Ihr internes Outing gegenüber ihrer Frau Katrin hatte Emma vor gut vier Jahren - initiiert durch ein Fotoshooting in Frauenkleidern. Seitdem lebt sie als Frau schon an der Seite ihrer Frau. „Es wurde aber immer schwieriger, sich zu verstecken“, erzählt Emma Viegener. Eines Tages, nachdem sie ihre Frau zur Arbeit gebracht hatte, fasste Emma den Mut und fuhr zum Möhnesee und ging dort als Frau spazieren.

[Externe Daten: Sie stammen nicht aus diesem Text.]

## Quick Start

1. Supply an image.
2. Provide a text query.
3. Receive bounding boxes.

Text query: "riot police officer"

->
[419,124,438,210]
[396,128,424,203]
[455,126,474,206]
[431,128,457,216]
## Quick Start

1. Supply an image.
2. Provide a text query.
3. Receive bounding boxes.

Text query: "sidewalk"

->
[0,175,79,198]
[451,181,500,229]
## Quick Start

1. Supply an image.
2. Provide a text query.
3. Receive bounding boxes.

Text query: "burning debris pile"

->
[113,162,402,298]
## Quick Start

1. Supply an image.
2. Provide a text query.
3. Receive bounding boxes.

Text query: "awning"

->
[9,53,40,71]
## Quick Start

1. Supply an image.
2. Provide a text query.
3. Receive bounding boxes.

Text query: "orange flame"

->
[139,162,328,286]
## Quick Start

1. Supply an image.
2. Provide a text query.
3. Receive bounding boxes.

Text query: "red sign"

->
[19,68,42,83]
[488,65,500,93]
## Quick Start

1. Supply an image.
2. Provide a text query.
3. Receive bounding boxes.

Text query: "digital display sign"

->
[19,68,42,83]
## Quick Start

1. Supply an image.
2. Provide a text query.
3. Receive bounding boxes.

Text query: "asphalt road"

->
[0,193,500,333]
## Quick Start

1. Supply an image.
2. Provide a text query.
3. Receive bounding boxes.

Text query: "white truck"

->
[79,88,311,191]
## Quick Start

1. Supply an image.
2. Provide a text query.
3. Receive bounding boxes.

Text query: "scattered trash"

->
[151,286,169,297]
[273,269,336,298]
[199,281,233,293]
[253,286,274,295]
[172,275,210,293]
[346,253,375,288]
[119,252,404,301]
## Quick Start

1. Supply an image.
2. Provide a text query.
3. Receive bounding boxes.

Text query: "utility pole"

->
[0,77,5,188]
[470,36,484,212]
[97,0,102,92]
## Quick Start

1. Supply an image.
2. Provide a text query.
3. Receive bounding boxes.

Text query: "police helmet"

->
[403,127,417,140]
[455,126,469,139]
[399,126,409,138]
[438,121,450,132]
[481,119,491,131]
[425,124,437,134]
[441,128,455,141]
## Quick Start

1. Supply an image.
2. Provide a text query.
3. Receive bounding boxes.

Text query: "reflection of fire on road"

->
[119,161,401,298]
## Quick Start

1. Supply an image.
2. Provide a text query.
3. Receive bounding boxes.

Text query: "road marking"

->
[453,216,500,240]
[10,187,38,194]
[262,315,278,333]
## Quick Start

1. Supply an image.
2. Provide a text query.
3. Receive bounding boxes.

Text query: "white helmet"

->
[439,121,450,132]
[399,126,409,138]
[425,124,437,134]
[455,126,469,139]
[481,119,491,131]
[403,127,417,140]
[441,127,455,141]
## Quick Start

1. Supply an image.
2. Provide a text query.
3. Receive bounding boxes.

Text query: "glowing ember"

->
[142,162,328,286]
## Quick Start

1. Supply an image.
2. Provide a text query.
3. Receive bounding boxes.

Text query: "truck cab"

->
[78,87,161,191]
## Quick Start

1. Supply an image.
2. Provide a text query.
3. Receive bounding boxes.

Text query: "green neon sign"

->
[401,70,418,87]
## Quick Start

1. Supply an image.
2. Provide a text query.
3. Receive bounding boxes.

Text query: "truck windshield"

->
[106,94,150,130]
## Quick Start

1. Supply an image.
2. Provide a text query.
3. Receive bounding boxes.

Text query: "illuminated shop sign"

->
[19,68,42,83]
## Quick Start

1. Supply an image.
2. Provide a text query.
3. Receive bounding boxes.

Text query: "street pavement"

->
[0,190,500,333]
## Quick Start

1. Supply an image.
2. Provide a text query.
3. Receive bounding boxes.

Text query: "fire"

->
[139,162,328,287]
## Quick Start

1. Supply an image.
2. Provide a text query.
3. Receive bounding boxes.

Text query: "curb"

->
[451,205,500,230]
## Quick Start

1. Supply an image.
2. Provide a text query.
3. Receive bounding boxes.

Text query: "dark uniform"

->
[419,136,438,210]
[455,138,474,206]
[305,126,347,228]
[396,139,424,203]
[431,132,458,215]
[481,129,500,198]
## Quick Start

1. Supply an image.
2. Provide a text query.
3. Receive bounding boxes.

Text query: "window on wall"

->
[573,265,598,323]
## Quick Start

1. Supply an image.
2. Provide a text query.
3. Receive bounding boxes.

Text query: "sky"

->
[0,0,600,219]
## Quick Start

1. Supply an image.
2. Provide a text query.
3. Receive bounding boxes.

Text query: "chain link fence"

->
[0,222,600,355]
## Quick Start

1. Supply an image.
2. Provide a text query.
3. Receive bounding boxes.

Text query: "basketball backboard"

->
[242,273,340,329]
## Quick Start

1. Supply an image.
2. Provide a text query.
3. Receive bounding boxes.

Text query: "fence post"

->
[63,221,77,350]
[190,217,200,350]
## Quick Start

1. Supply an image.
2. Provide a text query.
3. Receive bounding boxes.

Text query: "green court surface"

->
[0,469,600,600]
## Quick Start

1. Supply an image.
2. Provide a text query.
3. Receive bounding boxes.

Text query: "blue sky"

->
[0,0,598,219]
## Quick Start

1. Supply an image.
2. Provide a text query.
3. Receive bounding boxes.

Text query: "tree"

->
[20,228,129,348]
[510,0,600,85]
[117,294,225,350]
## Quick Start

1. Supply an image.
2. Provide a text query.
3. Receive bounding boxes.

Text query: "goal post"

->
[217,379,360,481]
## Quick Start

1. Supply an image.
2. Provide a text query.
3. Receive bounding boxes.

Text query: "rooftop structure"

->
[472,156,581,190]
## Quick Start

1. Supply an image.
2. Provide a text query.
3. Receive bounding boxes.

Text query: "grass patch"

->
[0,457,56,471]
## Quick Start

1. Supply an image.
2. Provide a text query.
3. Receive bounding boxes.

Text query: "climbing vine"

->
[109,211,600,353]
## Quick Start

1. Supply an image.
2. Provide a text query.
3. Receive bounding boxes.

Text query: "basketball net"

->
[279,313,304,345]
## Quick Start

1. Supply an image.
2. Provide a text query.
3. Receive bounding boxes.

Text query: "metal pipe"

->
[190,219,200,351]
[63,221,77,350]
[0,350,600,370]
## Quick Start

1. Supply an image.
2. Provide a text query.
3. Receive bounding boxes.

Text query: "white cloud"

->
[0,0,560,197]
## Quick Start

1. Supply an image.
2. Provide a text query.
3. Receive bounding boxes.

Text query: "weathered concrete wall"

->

Das war der Durchbruch - in vielerlei Hinsicht. Bis dahin hatte sie Angststörungen und eine Art Menschen-Phobie. „Durch mein öffentliches Frau-Sein ist das weg“, erzählt sie. Sie lebe besser und traue sich rauszugehen. „Emma ist viel selbstbewusster geworden“, sagt Ehefrau und Altenpflegerin Katrin. Ob die psychischen Störungen, die zur Arbeitsunfähigkeit Emmas in ihrem Beruf als Altenbetreuerin führten, eine Folge der lange nicht gelebten Transsexualität sind, kann Emma Viegener nur spekulieren. Sie weiß aber heute: „Ich habe mich 50 Jahre lang verkleidet!“

Emma Viegener in ihrer Küche in Niedereimer.
Emma Viegener in ihrer Küche in Niedereimer. © Martin Haselhorst

Hormontherapie ist Grundlage

Das soll aufhören. Jetzt trägt Emma Frauenkleider und die Haare lang, dezente Schminke und Schmuck. Der Körper aber ist noch der eines Mannes. „Da bin ich auf Status null“, erzählt Emma.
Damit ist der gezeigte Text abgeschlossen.